# Sentence Transformers Tutorial

This notebook will teach you how to use sentence transformers with practical examples using the text files in our project.

## Table of Contents
1. [Setup and Installation](#setup)
2. [Loading Text Files](#loading)
3. [Basic Sentence Embeddings](#basic)
4. [Semantic Search](#search)


## 1. Setup and Installation {#setup}

First, let's install the required packages if needed and import all necessary libraries:


In [None]:
# Uncomment and run this cell if you need to install packages

# Install uv first (if needed)
# !curl -LsSf https://astral.sh/uv/install.sh | sh

# Install dependencies with uv
# !uv sync


In [None]:
import os
import numpy as np
import pandas as pd
import matplotlib.pyplot as plt
import seaborn as sns
from sentence_transformers import SentenceTransformer
from sklearn.metrics.pairwise import cosine_similarity
from sklearn.cluster import KMeans
from sklearn.decomposition import PCA
import plotly.express as px
import plotly.graph_objects as go
from wordcloud import WordCloud
import warnings
warnings.filterwarnings('ignore')

print("All libraries imported successfully!")


## 2. Loading Text Files {#loading}

Let's load our sample text files and prepare them for analysis:


In [None]:
def load_text_files(directory='sample_texts'):
    """
    Load all text files from a directory
    Returns a dictionary with filename as key and content as value
    """
    texts = {}
    
    if os.path.exists(directory):
        for filename in os.listdir(directory):
            if filename.endswith('.txt'):
                filepath = os.path.join(directory, filename)
                with open(filepath, 'r', encoding='utf-8') as file:
                    content = file.read()
                    # Remove .txt extension from key
                    key = filename.replace('.txt', '')
                    texts[key] = content
    
    return texts

# Load our text files
documents = load_text_files()

print(f"Loaded {len(documents)} documents:")
for key in documents.keys():
    print(f"- {key}")
    print(f"  Preview: {documents[key][:100]}...\\n")


In [None]:
def split_into_sentences(text):
    """
    Simple sentence splitter
    """
    import re
    # Split on periods, exclamation marks, and question marks
    sentences = re.split(r'[.!?]+', text)
    # Clean up and filter out empty sentences
    sentences = [s.strip() for s in sentences if s.strip()]
    return sentences

# Create sentence-level data
sentence_data = []
for topic, content in documents.items():
    sentences = split_into_sentences(content)
    for sentence in sentences:
        sentence_data.append({
            'topic': topic,
            'sentence': sentence
        })

# Convert to DataFrame for easier handling
df_sentences = pd.DataFrame(sentence_data)
print(f"Total sentences: {len(df_sentences)}")
print("\\nSample sentences by topic:")
for topic in df_sentences['topic'].unique():
    sample = df_sentences[df_sentences['topic'] == topic].iloc[0]['sentence']
    print(f"{topic}: {sample}")


## 3. Basic Sentence Embeddings {#basic}

Let's start with the basics - loading a sentence transformer model and creating embeddings:


In [None]:
# Load a pre-trained sentence transformer model
# We'll use 'all-MiniLM-L6-v2' - it's fast and effective for most tasks
print("Loading sentence transformer model...")
model = SentenceTransformer('all-MiniLM-L6-v2')
print(f"Model loaded!
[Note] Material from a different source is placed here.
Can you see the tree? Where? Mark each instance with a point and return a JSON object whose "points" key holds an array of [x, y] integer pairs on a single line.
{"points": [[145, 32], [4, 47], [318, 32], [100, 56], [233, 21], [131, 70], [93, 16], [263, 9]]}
Embedding dimension: {model.get_sentence_embedding_dimension()}")


In [None]:
# Create embeddings for our documents
print("Creating document embeddings...")
doc_texts = list(documents.values())
doc_names = list(documents.keys())

# Generate embeddings
doc_embeddings = model.encode(doc_texts)

print(f"Created embeddings for {len(doc_embeddings)} documents")
print(f"Each embedding has {doc_embeddings[0].shape[0]} dimensions")
print(f"Embedding shape: {doc_embeddings.shape}")

# Create sentence embeddings
print("\\nCreating sentence embeddings...")
sentences = df_sentences['sentence'].tolist()
sentence_embeddings = model.encode(sentences)

print(f"Created embeddings for {len(sentence_embeddings)} sentences")

# Add embeddings to our DataFrame
df_sentences['embedding'] = list(sentence_embeddings)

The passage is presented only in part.